POUR LES RÉSIDENTS DE TOUS LES QUARTIERS

Comme avec les précédents, il y en aura pour tous et pour tous les quartiers dans ce budget de 107 millions d'euros de fonctionnement et d'une trentaine de millions d'investissement. D'abord parce que rares sont les réalisations qui ne profitent qu'à une catégorie de la population ou à un seul site de la ville. Ainsi, en matière culturelle, le "Chapiteau de la mer", désormais pôle national, héberge une école de cirque qui n'est pas réservée aux seuls jeunes des Sablettes, mais ouverte à tous ceux de l'agglomération ; les activités de la maison socio-culturelle Jean-Bouvet ne sont pas plus destinées aux seuls habitants des Plaines et de Janas que celles du centre culturel Henri-Tisot ne le sont aux seuls résidents de Berthe ; pareil pour l'école des Beaux-Arts qui n'ouvre pas ses portes qu'aux riverains du centre historique, le Fort Napoléon à ceux de l'Evescat ou le musée naval à ceux de Balaguier ; et, dès son ouverture, la médiathèque Andrée-Chedid, au Germinal, a enregistré des inscriptions de Seynois de tous les quartiers, et même de voisins des autres communes. J'invite ceux qui en douteraient à se rendre dans ces diverses structures culturelles.

Et je pourrais apporter la même démonstration pour les autres secteurs d'activité de la ville : accueil de la petite enfance, écoles, accueils de loisirs et restauration collective, activités pour les seniors, pour les handicapés, action sanitaire et sociale, sports, démocratie locale, etc. D'ailleurs, les sept Comités d'intérêt local, qui défendent chacun les intérêts d'un bout de territoire seynois, et qui sont pourtant utilement prompts à réclamer des réponses aux besoins des riverains dont ils portent la parole, ne se plaignent jamais que les services communaux délaissent un coin de notre territoire.

 

POUR TOUTES LES CATÉGORIES DE LA POPULATION

Cette volonté d'équité des catégories de bénéficiaires se traduit dans les chiffres du budget : 2% pour les activités des 12-25 ans et autant pour celles des seniors ; 6% pour la culture et 7% pour le sport ; 12% pour l'éducation et autant pour la sécurité ; 8% pour les crèches et autant pour la restauration scolaire ; etc.

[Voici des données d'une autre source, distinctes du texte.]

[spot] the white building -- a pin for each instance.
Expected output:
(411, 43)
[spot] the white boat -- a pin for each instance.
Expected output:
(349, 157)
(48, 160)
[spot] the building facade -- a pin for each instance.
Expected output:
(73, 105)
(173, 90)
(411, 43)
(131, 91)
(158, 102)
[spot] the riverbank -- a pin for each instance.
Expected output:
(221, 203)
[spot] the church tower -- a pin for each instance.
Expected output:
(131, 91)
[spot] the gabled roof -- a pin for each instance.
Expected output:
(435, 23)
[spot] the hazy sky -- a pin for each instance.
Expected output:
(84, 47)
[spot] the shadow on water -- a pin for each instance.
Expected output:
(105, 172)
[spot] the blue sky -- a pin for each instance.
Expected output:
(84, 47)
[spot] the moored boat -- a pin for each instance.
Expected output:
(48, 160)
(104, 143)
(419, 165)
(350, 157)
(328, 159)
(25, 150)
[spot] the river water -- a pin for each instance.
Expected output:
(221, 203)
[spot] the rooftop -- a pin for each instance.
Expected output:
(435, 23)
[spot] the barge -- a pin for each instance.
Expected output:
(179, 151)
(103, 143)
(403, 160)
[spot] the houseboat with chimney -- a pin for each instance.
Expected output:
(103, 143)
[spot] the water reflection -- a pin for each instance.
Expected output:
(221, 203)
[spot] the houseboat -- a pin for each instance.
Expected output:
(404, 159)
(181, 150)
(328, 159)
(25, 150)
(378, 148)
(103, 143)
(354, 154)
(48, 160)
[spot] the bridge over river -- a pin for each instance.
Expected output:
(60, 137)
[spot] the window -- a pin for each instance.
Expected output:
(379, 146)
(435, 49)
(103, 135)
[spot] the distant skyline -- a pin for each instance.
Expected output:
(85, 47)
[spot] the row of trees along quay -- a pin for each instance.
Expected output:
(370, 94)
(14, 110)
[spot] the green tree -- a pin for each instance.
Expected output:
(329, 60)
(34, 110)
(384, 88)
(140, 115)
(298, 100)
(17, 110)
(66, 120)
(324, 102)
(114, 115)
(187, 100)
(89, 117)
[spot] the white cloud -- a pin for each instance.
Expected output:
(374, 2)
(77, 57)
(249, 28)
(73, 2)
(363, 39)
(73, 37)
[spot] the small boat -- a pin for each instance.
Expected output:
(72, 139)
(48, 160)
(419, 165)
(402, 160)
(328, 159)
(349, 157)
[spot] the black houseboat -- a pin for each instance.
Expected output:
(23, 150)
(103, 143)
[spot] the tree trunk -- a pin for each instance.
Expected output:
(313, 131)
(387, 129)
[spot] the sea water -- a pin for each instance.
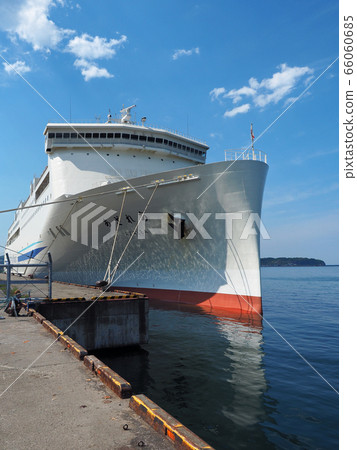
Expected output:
(246, 383)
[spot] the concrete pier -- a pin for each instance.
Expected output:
(54, 394)
(94, 319)
(57, 402)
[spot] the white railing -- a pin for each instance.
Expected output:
(249, 154)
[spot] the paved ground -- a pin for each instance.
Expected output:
(57, 403)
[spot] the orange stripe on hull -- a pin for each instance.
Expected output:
(239, 303)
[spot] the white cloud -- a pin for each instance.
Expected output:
(17, 67)
(280, 84)
(183, 52)
(90, 70)
(236, 94)
(216, 92)
(29, 21)
(269, 90)
(238, 110)
(89, 47)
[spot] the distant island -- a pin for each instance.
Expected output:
(291, 262)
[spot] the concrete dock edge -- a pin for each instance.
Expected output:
(158, 418)
(165, 424)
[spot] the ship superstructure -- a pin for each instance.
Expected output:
(100, 179)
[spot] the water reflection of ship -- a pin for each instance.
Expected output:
(204, 369)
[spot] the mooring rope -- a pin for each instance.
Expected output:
(108, 271)
(132, 234)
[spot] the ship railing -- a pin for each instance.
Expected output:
(76, 124)
(251, 154)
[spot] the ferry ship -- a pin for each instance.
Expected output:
(138, 208)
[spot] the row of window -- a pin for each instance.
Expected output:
(133, 137)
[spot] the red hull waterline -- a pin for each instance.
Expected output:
(239, 303)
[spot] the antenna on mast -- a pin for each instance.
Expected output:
(126, 115)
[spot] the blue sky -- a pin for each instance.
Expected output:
(207, 69)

Il en est de même des opérations d'investissement. J'y reviendrai, mais je tiens à citer un exemple d'opération qui devrait reléguer aux oubliettes l'idée communément véhiculée selon laquelle beaucoup trop d'argent serait consacré à la rénovation de Berthe au détriment des autres quartiers. D'abord, sur près de 265 millions de travaux étalés sur 8 ans, seuls 18% sont à la charge de la commune dans les prévisions budgétaires ; tout le reste est financé par d'autres. Et on réalise même la prouesse de faire financer par ce programme des réalisations qui servent à tout le monde, bien au-delà des locataires de nos habitats sociaux, comme l'aménagement en cours des voies de l'entrée de ville à la sortie autoroutière de Camp Laurent ou celui qui va débuter du grand carrefour De Lattre de Tassigny (KFC, clinique du Cap d'Or, boulevard Stalingrad)...

 

Non, vraiment, nos services ont, cette année encore, recherché l'harmonie et l'équité dans l'élaboration de ce budget qui se veut simplement... républicain.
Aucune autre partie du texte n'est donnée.